The girl couldn’t have been older than her mid-twenties. Lucy remembers that she was wearing her digital camera on a bright pink neck strap and that her fingernails were painted to match her dyed orange hair.
She had approached the couple almost nervously, excusing herself and promising she didn’t want any money for the gift she held. She simply delivered the photo which she had probably printed out on one of those beginner level portable printers, gave them a quick smile and an awkward wave, and disappeared around the corner.
And Lucy’s breath caught in her throat. Tim was speechless.
The girl had artistically and organically captured the couple on the bench.
She picks up the framed photo, grateful that her hands have been shaking less than normal today.
Tim sat on the right, his knee bent and hiked up onto the bench so he could face her.
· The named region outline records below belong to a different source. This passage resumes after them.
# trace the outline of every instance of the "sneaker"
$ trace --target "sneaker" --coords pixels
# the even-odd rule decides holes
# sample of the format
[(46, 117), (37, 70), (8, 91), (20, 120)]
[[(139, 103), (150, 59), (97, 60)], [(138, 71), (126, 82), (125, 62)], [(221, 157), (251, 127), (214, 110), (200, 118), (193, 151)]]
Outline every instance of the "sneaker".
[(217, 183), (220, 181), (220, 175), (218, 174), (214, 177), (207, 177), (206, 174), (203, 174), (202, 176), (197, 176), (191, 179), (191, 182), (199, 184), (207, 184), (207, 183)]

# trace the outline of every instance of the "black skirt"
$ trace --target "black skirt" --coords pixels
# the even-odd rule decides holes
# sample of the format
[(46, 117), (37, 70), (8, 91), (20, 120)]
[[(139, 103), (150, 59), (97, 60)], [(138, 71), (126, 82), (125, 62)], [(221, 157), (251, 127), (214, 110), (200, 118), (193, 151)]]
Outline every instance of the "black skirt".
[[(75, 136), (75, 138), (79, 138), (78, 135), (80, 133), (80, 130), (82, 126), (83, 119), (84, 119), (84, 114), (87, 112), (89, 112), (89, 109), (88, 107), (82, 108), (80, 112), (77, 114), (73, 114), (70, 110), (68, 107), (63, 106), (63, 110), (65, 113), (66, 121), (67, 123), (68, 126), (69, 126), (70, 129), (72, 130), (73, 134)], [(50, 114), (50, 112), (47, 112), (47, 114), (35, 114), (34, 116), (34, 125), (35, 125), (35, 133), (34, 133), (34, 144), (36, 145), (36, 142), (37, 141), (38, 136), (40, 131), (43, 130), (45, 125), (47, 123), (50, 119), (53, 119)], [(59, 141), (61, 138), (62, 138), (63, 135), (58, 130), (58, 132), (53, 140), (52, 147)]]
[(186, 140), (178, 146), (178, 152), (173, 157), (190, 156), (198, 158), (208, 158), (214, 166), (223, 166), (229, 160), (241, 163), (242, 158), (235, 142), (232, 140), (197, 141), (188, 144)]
He was wearing that soft red sweater she loved and faded jeans, and his arm was slung over the back rest, his other hand resting on her knee. She was bent forward toward him, her legs arranged similarly to his own, one hand playing with the corner of her green jacket, the other reaching up to rest at the base of his head, cradling it. They both wore hopeful smiles filled with all the overflowing love and respect and adoration for each other that had always existed, even when Lucy couldn’t see or understand it.
The trees in the photo seemed to bend up around them, creating an arch of leaves and sunshine and pure radiance that even decades of the photo’s fading couldn’t erase.
Lucy sighs, lets the memories of decades past rush over her – the old familiar feelings and worries and joy.
Especially the joy.
So much has changed since then. And yet, she still feels like that woman in the photo. Young and hopeful and damaged all the same . . . But with the strongest of wills and the determination and open heart to love and accept and fiercely protect this man – her Tim . Her friend, her partner, her everything.
For as long as they both shall live.
Oh, she’s getting lost in the past again.
She’s been doing that more often lately. Sentimentality has a way of creeping up on someone.
With one final loving glance at the photo, she turns her attention back to the stove – to the present; to all the joy in the mundane – humming that one Aretha Franklin song that won’t leave her head and wondering if Tim made it on time. Traffic to the airport this time of day is nothing short of brutal.
She reaches for the spoon and checks the clock.
Oops . . . Time to hurry.
Briar should have landed a few minutes ago and Aster will be barging through the door any moment now with her three littles in tow, and Lucy needs to finish the lotus root soup now if she wants any time or free hands for the grandkids.